Recent data from the Department of Commerce shows an increase in inflation in the US, which could impact future decisions by the Federal Reserve. This has drawn attention from both economists and politicians.
Increase in PCE Index
The US Department of Commerce reported that the PCE index for June rose by 0.3% from May's figure of only 0.1%. The annual inflation rate also increased to 2.6%, compared to 2.3% the month before. The core PCE reading, which excludes food and energy, also increased by 0.3% month-over-month and 2.8% year-over-year, surpassing market expectations.
Trump's Criticism of the Fed
President Donald Trump expressed discontent towards Jerome Powell, calling him 'TOO LATE, TOO STUPID, & TOO POLITICAL.' He also claimed that the Fed Chair is costing the country 'TRILLIONS OF DOLLARS.' Trump continues to publicly criticize Powell, blaming him for being slow to respond to changes in the economy.

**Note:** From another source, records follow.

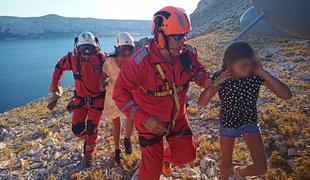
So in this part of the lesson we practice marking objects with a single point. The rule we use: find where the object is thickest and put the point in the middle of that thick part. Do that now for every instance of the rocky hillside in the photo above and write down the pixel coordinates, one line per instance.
(211, 15)
(52, 26)
(36, 143)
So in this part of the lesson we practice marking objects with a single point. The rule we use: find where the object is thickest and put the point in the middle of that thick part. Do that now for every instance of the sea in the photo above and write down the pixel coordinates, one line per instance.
(26, 68)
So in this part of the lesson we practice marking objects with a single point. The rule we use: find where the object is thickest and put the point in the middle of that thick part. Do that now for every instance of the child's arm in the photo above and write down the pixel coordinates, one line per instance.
(205, 97)
(275, 85)
(207, 94)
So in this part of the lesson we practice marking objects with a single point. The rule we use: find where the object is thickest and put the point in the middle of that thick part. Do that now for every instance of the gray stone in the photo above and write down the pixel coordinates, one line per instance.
(291, 162)
(33, 136)
(291, 152)
(3, 133)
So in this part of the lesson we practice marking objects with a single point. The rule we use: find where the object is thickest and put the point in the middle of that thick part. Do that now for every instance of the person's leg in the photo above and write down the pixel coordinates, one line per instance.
(127, 141)
(152, 161)
(93, 118)
(129, 127)
(78, 122)
(227, 145)
(116, 131)
(181, 150)
(256, 146)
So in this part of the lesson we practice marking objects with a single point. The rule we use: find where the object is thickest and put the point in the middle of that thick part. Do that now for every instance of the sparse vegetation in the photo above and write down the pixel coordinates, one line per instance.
(43, 136)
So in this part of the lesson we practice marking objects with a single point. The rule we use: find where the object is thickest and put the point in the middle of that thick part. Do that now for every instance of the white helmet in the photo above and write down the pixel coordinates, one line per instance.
(124, 38)
(87, 38)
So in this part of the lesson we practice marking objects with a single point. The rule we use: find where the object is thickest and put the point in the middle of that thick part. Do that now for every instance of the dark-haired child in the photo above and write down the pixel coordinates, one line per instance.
(238, 85)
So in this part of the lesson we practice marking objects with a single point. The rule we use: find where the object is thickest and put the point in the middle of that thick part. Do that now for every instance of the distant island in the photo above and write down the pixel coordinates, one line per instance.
(54, 26)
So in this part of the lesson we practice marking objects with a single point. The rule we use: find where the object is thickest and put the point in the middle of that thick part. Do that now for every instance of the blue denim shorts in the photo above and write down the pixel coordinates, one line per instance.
(237, 132)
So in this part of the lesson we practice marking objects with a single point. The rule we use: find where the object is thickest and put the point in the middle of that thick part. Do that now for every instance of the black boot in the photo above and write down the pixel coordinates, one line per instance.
(128, 147)
(118, 156)
(88, 161)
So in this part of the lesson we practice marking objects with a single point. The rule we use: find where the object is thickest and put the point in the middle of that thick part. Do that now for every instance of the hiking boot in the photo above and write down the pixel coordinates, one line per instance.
(128, 147)
(88, 161)
(118, 156)
(167, 171)
(136, 171)
(236, 173)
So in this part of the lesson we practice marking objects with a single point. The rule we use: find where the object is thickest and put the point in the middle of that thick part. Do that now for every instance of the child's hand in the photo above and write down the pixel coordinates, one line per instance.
(224, 76)
(259, 70)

Markets React to Inflation Data
Concerns are also rising with wage growth showing only a 0.1% increase month-over-month, the slowest rate since November 2024. Additionally, the personal savings rate remained flat at 4.5%, showing no improvement. Investors have begun to look towards gold as a safer asset, with its price increasing by 1% to $3,308.07 per ounce.
The rise in inflation presents new challenges for the Federal Reserve and the economy at large. The Fed's response and the administration's policies will be key in shaping future economic plans.